We worked with E-G pairs obtained with either ABC or CHiC data, and inferred new genes as follows:

  1. Find all the enhancers E regulating the list of 13 initial genes (later one we will denote by "I" a gene from this list)
  2. Find all genes G regulated by those very same enhancers E

In other words, if G is a gene inferred, it means it is regulated by an enhancer E that is also regulating a initial gene, so we have a relation of the form "I <- E -> G".

Results

We finally obtained a list of 453 putative new genes potentially involved in haemochromatosis. The list is available in the main GitHub repository of this project in data_and_results/haemochromatosis/merged_inferred_genes_v1.csv.

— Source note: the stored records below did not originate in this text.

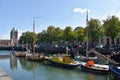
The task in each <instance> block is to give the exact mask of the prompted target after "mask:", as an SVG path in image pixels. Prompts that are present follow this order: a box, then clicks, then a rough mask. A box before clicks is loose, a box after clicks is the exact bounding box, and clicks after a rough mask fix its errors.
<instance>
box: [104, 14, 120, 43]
mask: <svg viewBox="0 0 120 80" xmlns="http://www.w3.org/2000/svg"><path fill="white" fill-rule="evenodd" d="M103 22H104V24H103V28H104V33H105V35H107V36H110V37H111V39H112V43H113V44H114V38H115V37H117V36H118V35H119V34H120V21H119V18H117V17H115V16H112V17H108V18H107V19H106V20H104V21H103Z"/></svg>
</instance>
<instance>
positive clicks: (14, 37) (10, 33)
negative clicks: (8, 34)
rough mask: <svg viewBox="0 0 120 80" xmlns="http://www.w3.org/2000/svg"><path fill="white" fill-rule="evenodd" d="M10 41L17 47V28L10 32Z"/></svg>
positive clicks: (12, 44) (11, 30) (12, 45)
mask: <svg viewBox="0 0 120 80" xmlns="http://www.w3.org/2000/svg"><path fill="white" fill-rule="evenodd" d="M10 41H11V45H12V46H16V45H17V44H18V30H16V29H15V28H13V29H12V30H11V32H10Z"/></svg>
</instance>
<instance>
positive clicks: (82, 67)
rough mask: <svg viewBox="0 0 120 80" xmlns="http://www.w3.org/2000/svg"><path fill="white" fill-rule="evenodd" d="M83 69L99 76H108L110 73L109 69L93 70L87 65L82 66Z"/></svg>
mask: <svg viewBox="0 0 120 80" xmlns="http://www.w3.org/2000/svg"><path fill="white" fill-rule="evenodd" d="M81 69H82V70H84V71H87V72H91V73H97V74H108V73H109V69H108V70H106V69H97V68H92V67H88V66H85V65H81Z"/></svg>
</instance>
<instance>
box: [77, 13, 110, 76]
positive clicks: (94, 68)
mask: <svg viewBox="0 0 120 80" xmlns="http://www.w3.org/2000/svg"><path fill="white" fill-rule="evenodd" d="M86 22H87V40H86V56H85V57H83V58H82V57H81V56H80V57H75V59H77V60H78V59H85V60H86V61H82V60H81V61H79V62H80V63H81V69H82V70H85V71H87V72H92V73H98V74H107V73H108V72H109V66H108V65H103V64H96V63H95V61H96V60H97V57H96V56H95V57H89V56H88V53H90V52H94V50H91V51H88V11H87V15H86ZM94 53H95V52H94Z"/></svg>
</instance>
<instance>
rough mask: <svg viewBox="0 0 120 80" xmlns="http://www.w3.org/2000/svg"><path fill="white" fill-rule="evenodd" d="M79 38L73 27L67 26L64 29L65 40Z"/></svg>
mask: <svg viewBox="0 0 120 80" xmlns="http://www.w3.org/2000/svg"><path fill="white" fill-rule="evenodd" d="M76 38H77V35H76V34H75V32H74V31H73V30H72V27H70V26H67V27H66V28H65V30H64V40H66V41H73V40H75V39H76Z"/></svg>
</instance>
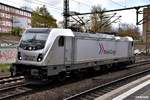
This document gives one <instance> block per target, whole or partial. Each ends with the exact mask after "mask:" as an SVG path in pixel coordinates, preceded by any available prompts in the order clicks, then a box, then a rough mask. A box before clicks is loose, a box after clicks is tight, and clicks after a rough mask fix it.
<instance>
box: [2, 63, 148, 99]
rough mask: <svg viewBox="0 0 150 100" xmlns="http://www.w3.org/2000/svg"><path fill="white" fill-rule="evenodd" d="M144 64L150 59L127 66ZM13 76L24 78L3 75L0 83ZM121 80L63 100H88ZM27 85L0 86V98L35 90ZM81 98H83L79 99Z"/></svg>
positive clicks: (128, 66) (20, 93) (19, 84)
mask: <svg viewBox="0 0 150 100" xmlns="http://www.w3.org/2000/svg"><path fill="white" fill-rule="evenodd" d="M145 64H150V61H140V62H137V63H136V64H134V65H130V66H128V68H132V67H135V66H139V65H145ZM144 72H145V71H144ZM144 72H141V74H142V73H144ZM147 72H148V71H147ZM138 74H140V73H138ZM128 77H129V76H128ZM13 78H14V79H15V80H16V81H17V80H19V79H21V80H23V79H24V77H23V76H20V77H4V78H0V83H4V84H5V83H8V82H11V80H13ZM121 80H123V78H122V79H119V80H116V81H113V82H110V83H106V84H103V85H101V86H98V87H95V88H92V89H89V90H86V91H84V92H82V93H79V94H76V95H73V96H70V97H67V98H65V99H64V100H72V99H73V100H80V99H81V98H80V97H82V98H84V97H85V98H84V99H85V100H90V99H91V100H93V98H95V97H97V96H100V95H103V94H105V93H106V92H109V91H111V90H113V89H115V88H117V87H118V86H119V85H117V87H116V86H115V85H112V84H115V82H117V81H120V82H121ZM124 83H125V82H124ZM27 85H29V84H25V83H23V82H22V83H20V84H15V85H13V86H8V87H6V88H0V100H3V99H7V100H8V99H10V98H13V97H18V96H23V95H24V94H26V93H28V94H29V93H32V92H33V91H36V90H35V89H32V88H28V87H27ZM109 85H110V86H112V87H108V86H109ZM106 87H108V88H106ZM99 89H100V90H102V91H101V93H100V92H99V93H96V92H95V90H99ZM37 90H38V89H37ZM87 95H88V96H87ZM93 95H94V96H93ZM87 97H88V98H87ZM81 100H83V99H81Z"/></svg>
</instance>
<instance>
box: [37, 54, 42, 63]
mask: <svg viewBox="0 0 150 100" xmlns="http://www.w3.org/2000/svg"><path fill="white" fill-rule="evenodd" d="M42 59H43V55H42V54H39V55H38V57H37V61H38V62H40V61H42Z"/></svg>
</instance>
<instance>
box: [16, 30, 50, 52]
mask: <svg viewBox="0 0 150 100" xmlns="http://www.w3.org/2000/svg"><path fill="white" fill-rule="evenodd" d="M49 33H50V29H29V30H27V31H26V32H25V33H23V35H22V39H21V43H20V45H19V47H20V48H22V49H24V50H40V49H43V48H44V46H45V43H46V40H47V38H48V35H49Z"/></svg>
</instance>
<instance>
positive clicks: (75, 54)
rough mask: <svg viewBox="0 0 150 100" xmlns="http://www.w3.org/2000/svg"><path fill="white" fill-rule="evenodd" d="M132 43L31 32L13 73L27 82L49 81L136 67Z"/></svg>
mask: <svg viewBox="0 0 150 100" xmlns="http://www.w3.org/2000/svg"><path fill="white" fill-rule="evenodd" d="M133 49H134V48H133V39H132V38H131V37H118V36H114V35H107V34H102V33H96V34H90V33H79V32H72V31H71V30H70V29H57V28H54V29H49V28H30V29H27V30H26V31H25V32H24V33H23V35H22V38H21V41H20V44H19V47H18V55H17V60H16V63H14V64H13V66H12V70H11V72H12V73H13V74H15V75H24V76H25V77H27V78H35V79H40V80H47V79H48V78H50V77H53V76H58V75H60V74H62V73H63V74H64V73H68V72H69V73H70V72H72V71H76V70H82V69H86V68H94V69H96V70H97V69H100V68H101V66H103V65H111V64H117V63H122V62H123V63H124V62H125V63H133V62H134V61H135V58H134V54H133Z"/></svg>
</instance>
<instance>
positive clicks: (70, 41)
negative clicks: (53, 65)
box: [64, 37, 73, 66]
mask: <svg viewBox="0 0 150 100" xmlns="http://www.w3.org/2000/svg"><path fill="white" fill-rule="evenodd" d="M64 49H65V50H64V51H65V52H64V64H65V66H70V65H71V64H72V55H73V52H72V51H73V48H72V37H65V48H64Z"/></svg>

Those 453 genes are ranked according to a custom confidence index:

  • 1 gene at the maximum confidence index (namely 15) : COQ9
  • 11 genes at a confidence index >= 11 :

COQ9, CX3CL1, POLR3GL, POLR3D, NUDT17, KATNB1, DOK4

  • 17 genes at a confidence index >= 10
  • 33 genes at a confidence index >= 8
  • 44 genes at a confidence index >= 7
  • 88 genes at a confidence index >= 6
  • 148 genes at a confidence index >= 5
  • 245 genes at a confidence index >= 4
  • 363 genes at a confidence index >= 3
  • 453 genes at a confidence index >= 2

References

[1] Farh, KH., Marson, A., Zhu, J. et al. (2015). Genetic and epigenetic fine mapping of causal autoimmune disease variants. Nature 518, 337–343.

[2] Nasser, S., Farh, K.H., Zhu, J. et al. (2021). Genome-wide mapping of enhancer-gene relationships in human cells. Nature 591, 1–7.